Five-O: Teenagers Launch App Built To Monitor Police Brutality, Inform American Citizens Of Their Rights
Police brutality? There’s an app for that.
Three teenagers from Georgia have launched a mobile app called “Five-O” designed to record and document everyday encounters with local police. In turn, users are able to “rate” police behavior in any area of the United States, allowing the public to see how counties stack up in regard to the reputation of their law enforcement.
The app, designed by Caleb Christian, 14, and his two sisters – Ima, 16, and Asha, 15 – is already available on Android with an iOS version in the works. It enables not only reports of physical or verbal abuse by police offers, but also ratings for individual police officers using an A through F scale. Submissions can also include GPS coordinates (latitude and longitude) for future location reference of where “abuse” took place.
Although the team has been developing the app for several months, it is being officially released at a time when police brutality is a hot topic across the United States, especially because of widespread unrest taking place in Ferguson Missouri, which started largely due to the fatal shooting of 18-year Michael Brown. The highly militarized police response in Missouri has been criticized by libertarians and liberals alike.
In cases where further legal action is necessary, “Five-O” users can transfer recorded data to law enforcement officials. Speaking with Business Insider, Ima Christian said her siblings came up with the idea after hearing several reports of police brutality:
“We’ve been hearing about the negative instances in the news, for instance most recently the Michael Brown case, and we always talk about these issues with our parents,” she said. “They always try to reinforce that we should focus on solutions.

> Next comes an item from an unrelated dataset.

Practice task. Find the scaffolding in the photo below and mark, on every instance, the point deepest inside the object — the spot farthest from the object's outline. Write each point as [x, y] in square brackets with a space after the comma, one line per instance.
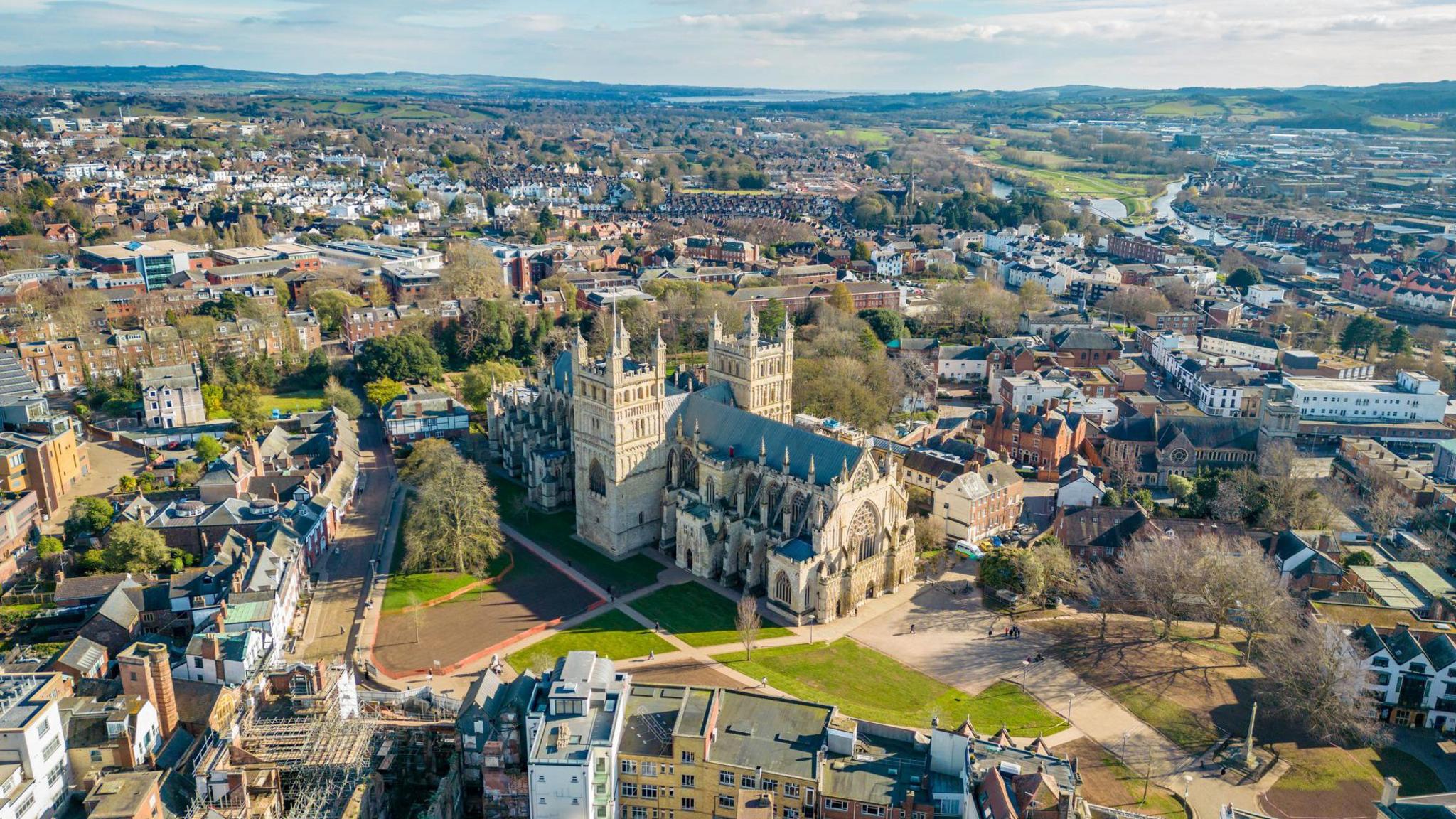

It’s important to talk about the issues, but they try to make us focus on finding solutions. That made us think why don’t we create an app to help us solve this problem.”
However, the teens hope to bring attention to both the positive and negative encounters that police officers have with the public, commenting to BuzzFeed:
“We definitely want there to be a balance,” Ima said. “If someone has a positive interaction with the police… for example, an officer saved your cat, or was very courteous and professional, we want people to be able to document that too. We hope that law enforcement agencies with positive reviews can help by functioning as role models.”